This is one of the messiest books I have ever read. I don't understand how it got this way either because the basic premise (woman picks which child gets killed when a psycho breaks into her house) is good. Not very original but certainly a solid basis for a thriller. Unfortunately the book isn't actually about that.
Okay, so the best way to explain the plot of this book is to summarize each of the three parts separately because really, they're a different story:
Part 1-A woman struggles to live with the guilt she feels for choosing one of her children to die. Unfortunately she can't talk (because none of this is real) which means she doesn't actually have any interesting interactions with anyone. Instead we get internal monologuing interspersed with flashbacks.

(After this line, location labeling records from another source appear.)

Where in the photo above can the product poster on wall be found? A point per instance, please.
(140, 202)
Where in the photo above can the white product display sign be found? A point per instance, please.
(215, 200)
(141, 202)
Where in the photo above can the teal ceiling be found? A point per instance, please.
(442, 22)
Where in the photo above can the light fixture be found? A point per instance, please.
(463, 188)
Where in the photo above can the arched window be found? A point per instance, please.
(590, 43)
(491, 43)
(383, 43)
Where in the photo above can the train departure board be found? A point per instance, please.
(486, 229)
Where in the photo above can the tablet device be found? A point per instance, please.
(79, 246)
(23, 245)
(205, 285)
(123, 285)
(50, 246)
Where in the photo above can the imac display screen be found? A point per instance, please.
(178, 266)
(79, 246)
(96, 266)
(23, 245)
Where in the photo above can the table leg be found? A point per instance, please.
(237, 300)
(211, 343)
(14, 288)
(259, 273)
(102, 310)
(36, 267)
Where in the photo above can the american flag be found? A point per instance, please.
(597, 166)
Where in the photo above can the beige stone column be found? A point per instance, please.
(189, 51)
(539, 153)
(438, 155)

Part 2-A woman wakes up from a coma. *gasp* None of part 1 was real! Nothing much happens here until we build up to the 'twist' that her daughter isn't actually dead because the weird choice scenario didn't happen like she imagined it in her coma dream (see what I mean about messy?). This twist is entirely obvious due to no one mentioning her daughter's death at all during this whole section.
Part 3-The main character is kidnapped by her husband who was the masked gunman (again, this is painfully obvious). A vague and badly paced showdown occurs. The woman lives with her two children, the end.
The biggest theme of this book is 'missed opportunities'. So part 1 has the main character be mute as an attempt at foreshadowing the fact that she's not really there/it's some weird coma dream. I as a reader don't care about this however because where is the premise offered by the blurb? I expected a book dealing with the main character's guilt at being forced to choose which child to die, an examination of why she chose that child and MOST IMPORTANTLY, other peoples' reactions to it! What would her husband say to her? Her surviving child? Her friends? All of this is completely lost for the sake of a twist which means that none of it matters anyway.
Similarly, by having the twist at the end of part 2 be so incredibly obvious, it unfortunately means that none of this section really matters either. None of her thoughts about her dead daughter are valid because her daughter isn't dead. So now we're two thirds of the way through the book and nothing so far matters.
It's really sad because there is some good stuff in this book. Not the pacing or plotting because that's always awful, but the actual style of writing isn't terrible. The characters as well are believable and had the potential to be compelling. I like the story of the romance between her and her husband, even if I hate the way it's revealed. And again, that initial seed of the idea could have made for a really good thriller. Instead, we just have the worst kind of mess.